Some additional embodiments of a connector assembly, which are disclosed herein, are configured for an implantable medical electrical lead with true bipolar pacing and sensing, have the aforementioned uniform outer diameter, and are constructed from three subassemblies as follows. A proximal subassembly of the connector assembly includes a first sealing surface, which extends distally from the proximal end of the connector assembly, a first contact surface, which extends distally from the first sealing surface, a first junction portion, which extends distally from the first contact surface, and a first shank, which extends distally from the first junction portion. A middle subassembly of the connector assembly includes a second sealing surface, a second contact surface, which extends distally from the second sealing surface, a second junction portion, which extends distally from the second contact surface, and a second shank, which extends distally from the second junction portion. The second sealing surface of the middle subassembly is bonded to the first junction portion of the proximal subassembly and abuts the first contact surface. A distal subassembly includes a third sealing surface and a third junction portion, wherein the third sealing surface is bonded to the second junction portion of the middle subassembly and abuts the second contact surface, and the third junction portion is configured for a junction with an insulative sleeve of the medical electrical lead. An entirety of the each of the first, second, and third sealing surfaces and of each the first and second contact surfaces define the uniform outer diameter of the connector assembly. Each of the first and second shanks is integrally formed and electrically common with the corresponding contact surface; and each of the first and second junction portions is integrally formed with the corresponding sealing surface in a corresponding bulk of insulative material. The first shank of the proximal subassembly extends within a lumen of the middle subassembly; and the second shank of the middle subassembly extends within a lumen of the distal subassembly. Embodiments of the connector assembly further include a first coiled conductor, which is mounted around and coupled to the first shank of the proximal subassembly, and a second coiled conductor, which is mounted around and coupled to the second shank of the middle subassembly.

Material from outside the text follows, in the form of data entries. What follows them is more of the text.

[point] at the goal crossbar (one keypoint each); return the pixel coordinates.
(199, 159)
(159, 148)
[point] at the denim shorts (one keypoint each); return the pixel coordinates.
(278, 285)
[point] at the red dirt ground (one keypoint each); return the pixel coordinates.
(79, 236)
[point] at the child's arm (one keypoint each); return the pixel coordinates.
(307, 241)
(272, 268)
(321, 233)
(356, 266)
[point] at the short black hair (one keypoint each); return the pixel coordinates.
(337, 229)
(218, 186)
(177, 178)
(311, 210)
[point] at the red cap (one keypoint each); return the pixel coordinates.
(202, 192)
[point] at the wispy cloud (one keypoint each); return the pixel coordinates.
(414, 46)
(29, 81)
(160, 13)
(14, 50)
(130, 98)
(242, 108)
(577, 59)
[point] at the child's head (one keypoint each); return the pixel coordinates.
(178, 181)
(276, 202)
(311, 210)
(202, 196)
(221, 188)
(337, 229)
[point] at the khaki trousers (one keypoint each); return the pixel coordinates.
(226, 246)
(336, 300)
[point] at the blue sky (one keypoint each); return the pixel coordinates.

BRIEF DESCRIPTION OF THE DRAWINGS

The following drawings are illustrative of particular embodiments of the present invention and therefore do not limit the scope of the invention. The drawings are not to scale (unless so stated) and are intended for use in conjunction with the explanations in the following detailed description. Embodiments will hereinafter be described in conjunction with the appended drawings wherein like numerals/letters denote like elements, and:

Figure 1A is a plan view of an exemplary implantable medical electrical lead;

Figure 1 B is a plan view of a distal portion of another exemplary implantable medical lead;

Figures 2A-C are a plan view, an end view, and a cross-section view, respectively, of a portion of a connector assembly, according to some embodiments;

Figure 3 is an exploded perspective view of the connector assembly, according to some embodiments;

Figure 4A is a cross-section view of another portion of the connector assembly, according to some embodiments;

Figure 4B is a cross-section view of the connector assembly including the portion shown in Figure 4A and assembled around an inner assembly of a medical electrical lead, according to some embodiments;

Figure 5 is a perspective view of another portion of the connector assembly, according to some alternate embodiments; and

Figure 6 is an exploded perspective view of a connector assembly, according to some alternate embodiments.

DETAILED DESCRIPTION

The following detailed description is exemplary in nature and is not intended to limit the scope, applicability, or configuration of the invention in any way. Rather, the following description provides practical examples, and those skilled in the art will recognize that some of the examples may have suitable alternatives.

Figures 2A-C are a plan view, an end view, and a longitudinal cross-section view, respectively, of a proximal subassembly 210, according to some embodiments, which extends along a longitudinal axis 2, and which may be a portion of a connector assembly, like connector assembly 120 (Figure 1 ). It should be noted, that although portions of exemplary embodiments of the present invention are described in the context of connector assembly 120, which conforms to the DF-4 standard, alternate embodiments of the present invention may include some of the described portions, without others, and need not conform to the DF-4 standard. Figure 2B includes section lines A-A and B-B, wherein the cross- section view of Figure 2C corresponds to section line A-A, and the cross-section view of Figure 4B generally corresponds to section line B-B. Figures 2A and 2C illustrate subassembly 210 including an insulation segment 25 and a conductor segment 27, wherein insulation segment 25 includes first sealing surface ss1 and second sealing surface ss2, and conductor segment includes first contact surface cs1 , second contact surface cs2, and a shank 278, which extends distally from second contact surface cs2 and is electrically common with first and second contact surfaces cs1 , cs2. Figures 2A and 2C further illustrate an entirety of each of the first and second sealing surfaces ss1 , ss2 and each of the first and second contact surfaces cs1 , cs2 defining the aforementioned uniform outer diameter D, which may be approximately 3.2 mm (0.126 inch).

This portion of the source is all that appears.